Of course, the FLSA requires that non-exempt employee be paid for all hours worked in a workweek. The employer must therefore have a timekeeping system which accurately counts  and tracks such work hours.  DOL regulations recognize that it is common and acceptable for employers to “round” clock-in and clock-out times. The DOL’s long standing policy has been to accept rounding to the nearest five minutes, one-tenth of an hour, one-fourth of an hour, or one-half hour. However, such rounding is permissible only if, over a period of time, such rounding averages out so that employees are compensated for all the time they actually work. See 29 C.F.R. §785.48(b).  In other words, an employer may violate the FLSA minimum wage and overtime pay requirements if the employer always rounds down.
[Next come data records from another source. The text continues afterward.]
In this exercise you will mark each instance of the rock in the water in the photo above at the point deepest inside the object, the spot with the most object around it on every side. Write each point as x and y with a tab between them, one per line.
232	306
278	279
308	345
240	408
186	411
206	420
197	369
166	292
In the case considered by the DOL in its opinion letter, an employer used computer-based payroll software to convert the employee clock-in and clock-out times each work day to a numerical figure extended to six decimal points. For example, 7 hours and 30 minutes of reported work time converted to 7.500000 hours. The payroll software then rounds that number to two decimal points. If the third decimal is less than .005, the second decimal stays the same; but if the third decimal is .005 or greater, the second decimal rounds up by .01. The software then calculates wages for that pay period by multiplying the rounded daily hours number by the employees’ pay rate.

Applying the legal standards set forth in 29 C.F.R. §785.48, the DOL concluded that the foregoing rounding practice is permissible under the FLSA. Under its two-pronged analysis, the DOL first determined that the rounding practice “is neutral on its face” (i.e., that the rounding practice does not overtly reflect an intent to underpay an employee for hours worked). Secondly, the DOL found that the employer’s rounding practice “appears to average out so that it fully pays its employees for all of the time that they actually work.”  Thus, the rounding practice complied with 29 C.F.R. §785.48(b).

Given that so many employers are now using payroll software to calculate their employees’ wages, the DOL’s opinion letter offers timely and instructive guidance. To the extent that such payroll software incorporates a formula for rounding employee clock-in and clock-out work time, employers must be mindful of their obligation to ensure that such rounding (when averaged over at least several pay periods) fully compensates employees for all of the time they have actually worked. Failure to do so can result in liability for back wages, including overtime premiums, for a period of two years (or, in the event of a willful violation, three years). When in doubt regarding timekeeping practices, employers should consult with their employment counsel for advice.